In general debt is bad for you. Debt is mathematically a negative bond. If you own bonds, you should probably sell all of those before taking on debt. All of that said, there are sometimes good deals on debt and occasionally debt isn't a terrible deal.

The math behind debt is pretty easy, for $X of principal, you are charged Y% interest(per year) until all of $X(the principal) is paid off.

Debt is a good deal if you can almost risk-free make more than Y% interest on $X principal. That's not an easy thing to achieve, but it does happen on occasion.

Some situations where debt can make sense:

- If the rent/buy for a house works out to a buy and you can find a good interest rate and you are not over-buying your house, then a mortgage makes sense.
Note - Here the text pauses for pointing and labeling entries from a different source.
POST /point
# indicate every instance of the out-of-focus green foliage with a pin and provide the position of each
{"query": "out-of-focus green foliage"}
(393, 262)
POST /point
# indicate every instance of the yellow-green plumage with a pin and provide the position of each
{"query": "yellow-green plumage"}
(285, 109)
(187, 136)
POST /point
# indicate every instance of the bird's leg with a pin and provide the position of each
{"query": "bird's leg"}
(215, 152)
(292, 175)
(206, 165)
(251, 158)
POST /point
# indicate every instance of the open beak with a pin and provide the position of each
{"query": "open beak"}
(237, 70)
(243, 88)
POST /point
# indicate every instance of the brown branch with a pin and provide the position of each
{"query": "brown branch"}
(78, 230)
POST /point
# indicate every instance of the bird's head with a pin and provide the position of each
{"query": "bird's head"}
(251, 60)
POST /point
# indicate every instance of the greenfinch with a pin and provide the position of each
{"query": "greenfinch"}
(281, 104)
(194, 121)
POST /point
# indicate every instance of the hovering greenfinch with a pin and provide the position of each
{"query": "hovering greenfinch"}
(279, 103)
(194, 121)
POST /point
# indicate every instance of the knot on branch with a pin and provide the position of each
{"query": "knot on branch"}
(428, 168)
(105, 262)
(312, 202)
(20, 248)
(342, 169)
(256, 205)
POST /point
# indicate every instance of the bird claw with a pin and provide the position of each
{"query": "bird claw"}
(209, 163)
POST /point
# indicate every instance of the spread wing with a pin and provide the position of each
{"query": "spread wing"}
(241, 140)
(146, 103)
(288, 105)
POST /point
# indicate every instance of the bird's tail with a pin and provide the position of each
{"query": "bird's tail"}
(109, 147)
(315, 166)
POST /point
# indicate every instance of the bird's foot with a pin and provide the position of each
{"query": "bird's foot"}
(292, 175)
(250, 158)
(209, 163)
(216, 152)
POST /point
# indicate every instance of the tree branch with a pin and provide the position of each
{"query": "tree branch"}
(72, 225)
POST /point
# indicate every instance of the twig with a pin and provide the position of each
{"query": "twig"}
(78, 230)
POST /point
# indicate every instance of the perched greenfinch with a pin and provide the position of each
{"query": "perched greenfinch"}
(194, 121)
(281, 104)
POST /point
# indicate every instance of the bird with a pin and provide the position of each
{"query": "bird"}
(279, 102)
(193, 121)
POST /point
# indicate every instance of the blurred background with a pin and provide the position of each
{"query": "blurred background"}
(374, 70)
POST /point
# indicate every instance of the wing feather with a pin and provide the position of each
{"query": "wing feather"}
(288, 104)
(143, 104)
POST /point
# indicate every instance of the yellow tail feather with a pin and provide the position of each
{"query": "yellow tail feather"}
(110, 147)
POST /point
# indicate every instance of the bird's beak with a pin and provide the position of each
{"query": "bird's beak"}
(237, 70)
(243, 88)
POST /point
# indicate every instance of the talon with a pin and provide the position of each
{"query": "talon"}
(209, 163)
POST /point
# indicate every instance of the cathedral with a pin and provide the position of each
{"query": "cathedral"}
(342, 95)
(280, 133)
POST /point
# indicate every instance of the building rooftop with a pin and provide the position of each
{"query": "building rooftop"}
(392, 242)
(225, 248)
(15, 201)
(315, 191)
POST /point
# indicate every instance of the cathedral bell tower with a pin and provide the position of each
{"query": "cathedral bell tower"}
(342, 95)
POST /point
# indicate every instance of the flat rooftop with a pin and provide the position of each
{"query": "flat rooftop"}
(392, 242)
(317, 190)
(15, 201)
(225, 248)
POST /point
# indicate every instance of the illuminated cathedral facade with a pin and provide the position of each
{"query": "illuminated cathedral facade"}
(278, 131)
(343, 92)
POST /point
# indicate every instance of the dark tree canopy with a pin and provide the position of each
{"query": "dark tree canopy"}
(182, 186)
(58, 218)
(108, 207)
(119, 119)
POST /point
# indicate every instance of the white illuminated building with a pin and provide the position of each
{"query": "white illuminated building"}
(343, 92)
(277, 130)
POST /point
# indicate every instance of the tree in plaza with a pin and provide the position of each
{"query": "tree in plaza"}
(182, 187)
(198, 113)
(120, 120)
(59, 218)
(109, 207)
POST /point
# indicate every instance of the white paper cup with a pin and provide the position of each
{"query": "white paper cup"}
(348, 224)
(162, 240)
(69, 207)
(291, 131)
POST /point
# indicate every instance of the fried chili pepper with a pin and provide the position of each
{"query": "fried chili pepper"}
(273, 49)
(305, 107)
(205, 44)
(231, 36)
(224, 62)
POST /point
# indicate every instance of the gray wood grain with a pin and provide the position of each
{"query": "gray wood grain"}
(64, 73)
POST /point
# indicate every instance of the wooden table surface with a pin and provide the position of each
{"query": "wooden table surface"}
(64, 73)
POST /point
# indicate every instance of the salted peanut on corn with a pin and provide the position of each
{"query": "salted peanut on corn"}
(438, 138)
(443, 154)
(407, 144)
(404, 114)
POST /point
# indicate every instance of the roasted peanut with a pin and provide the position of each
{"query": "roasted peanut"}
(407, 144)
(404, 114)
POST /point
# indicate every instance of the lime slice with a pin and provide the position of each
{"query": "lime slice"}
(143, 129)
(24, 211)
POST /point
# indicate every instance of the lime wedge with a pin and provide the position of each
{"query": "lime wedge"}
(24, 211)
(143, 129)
- Education, assuming it's in a field that will let you pay it back in a reasonable amount of time. I.e. debt for a degree in napping probably won't work out well for you. i.e. I'm speaking from a debt perspective ONLY. i.e. the math does not work out to take on debt for a degree that has a VERY low chance of even letting you pay off the debt, let alone earn a premium on that debt. This is a bad mathematical bet. I.e. the chances of a degree in "napping" letting you earn a premium on that education is low to none, so taking on debt for no expected return is a bad deal, mathematically speaking). If you still want a degree in napping, the math says, don't take on debt to do it. But otherwise enjoy all the napping!

- True Emergencies(i.e. needing to put actual food in your actual tummy) Debt to buy Coffee is a terrible idea.

- 0% interest car loans (assuming you aren't buying more car than you can afford, and you already have a good deal on the purchase price).